O Segundo Reich chegou ao final com a derrota alemã na Primeira Guerra Mundial, mas o fracasso militar não foi o único responsável pelo seu desaparecimento.
“O país combateu em uma guerra total, na qual cada elemento da sociedade — de todas as classes — foi afetado de uma forma ou de outra, seja pelas mortes no campo de batalha ou pela fome extrema”, destaca Retallack.
“Este foi principalmente o resultado da derrota militar, mas também da insatisfação ante um Estado incapaz de alimentar sua população ou tratá-la de forma justa”, acrescenta ele.
“Por isso, entre 1916 e 1918, ocorreram diversas greves, inicialmente para reivindicar melhores salários e alimentos, mas que logo começaram a exigir um sistema de governo mais democrático. Assim, em 9 de novembro de 1918, veio a revolução e o kaiser Guilherme 2° foi obrigado a abdicar.”
Mas, então, por que existem alemães que têm saudades do Segundo Reich?
Katja Hoyer acredita que o principal atrativo daquele período para seus simpatizantes é ter sido uma época dominada por uma série de valores conservadores.
“As pessoas olham para aquela época como se fossem os ‘velhos e bons tempos’, que antecederam tudo o que deu errado para a Alemanha no século 20”, explica ela.

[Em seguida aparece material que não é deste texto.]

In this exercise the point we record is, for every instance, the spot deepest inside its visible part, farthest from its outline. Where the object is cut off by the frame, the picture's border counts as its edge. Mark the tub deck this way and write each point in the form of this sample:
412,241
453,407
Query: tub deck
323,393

“Acredito que, para eles, o atrativo é a forma mais tradicional de governar o país. Eles imaginam que, se a Alemanha tivesse novamente um kaiser, o país voltaria a ter uma série de valores mais tradicionais. Ou seja, é uma forma de rejeitar os valores modernos presentes na forma em que a Alemanha se transformou recentemente”, explica Hoyer.
Já Retallack afirma que o sentimento de saudade depende um pouco da classe social de cada indivíduo.
“Muitos membros da classe trabalhadora, que constitui 60% ou 70% da população, provavelmente não olhariam com muita saudade para o período do Império Alemão”, segundo ele.
“Para os membros da classe média e da classe alta, existe um certo sentimento sobre a chamada belle époque [o nome francês às vezes utilizado para referir-se ao período anterior a 1914]. Mas isso ocorre porque se olha em retrospectiva, com lentes cor-de-rosa”, conclui Retallack.